Intravitreal bevacizumab in active progressive proliferative diabetic retinopathy
- First Online:
- Cite this article as:
- Moradian, S., Ahmadieh, H., Malihi, M. et al. Graefes Arch Clin Exp Ophthalmol (2008) 246: 1699. doi:10.1007/s00417-008-0914-4
- 257 Downloads
Vitreous concentration of vascular endothelial growth factor (VEGF) rises significantly during proliferative diabetic retinopathy (PDR). Bevacizumab (Avastin) is a humanized monoclonal antibody to VEGF. Intravitreal administration of bevacizumab (IVB) has recently been shown to be effective in some ocular neovascularizations, including PDR. In this study we evaluate the efficacy of IVB in eyes with active, progressive PDR.
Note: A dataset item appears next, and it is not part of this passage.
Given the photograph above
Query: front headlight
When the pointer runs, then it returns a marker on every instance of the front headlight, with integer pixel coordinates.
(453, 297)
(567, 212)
In an interventional prospective case series, eyes with active, progressive PDR underwent one to three IVB injections (1.25 mg) at intervals of either 6 or 12 weeks. Complete ophthalmic examinations and color fundus photography were performed at baseline and 1, 6, 12, and 20 weeks after the first injection. Fluorescein angiography (FA) was performed before injection and 20 weeks after. The primary outcome measures were clearing of vitreous hemorrhage (VH) and regression of active fibrovascular tissue (FVT). The secondary outcomes were any change in best-corrected visual acuity (BCVA) and any incidence of adverse events.
Thirty eight eyes of 38 patients with a mean age of 54.7 ± 10.1 years were included in the study. VH resolved significantly after 1 week (P = 0.014), 12 weeks (P = 0.0001), and 20 weeks (P = 0.002). The vascular component of FVT regressed, though the FVT area did not change. Mean BCVA improved significantly compared to baseline at all follow-up examinations. Two cases showing moderate fibrous proliferation developed traction retinal detachment (TRD).
IVB has significant therapeutic effect on eyes with active, progressive PDR: the treatment causes a significant amount of VH resolution and neovessel regression. At the same time, this procedure may increase the risk of TRD in eyes with fibrous proliferation.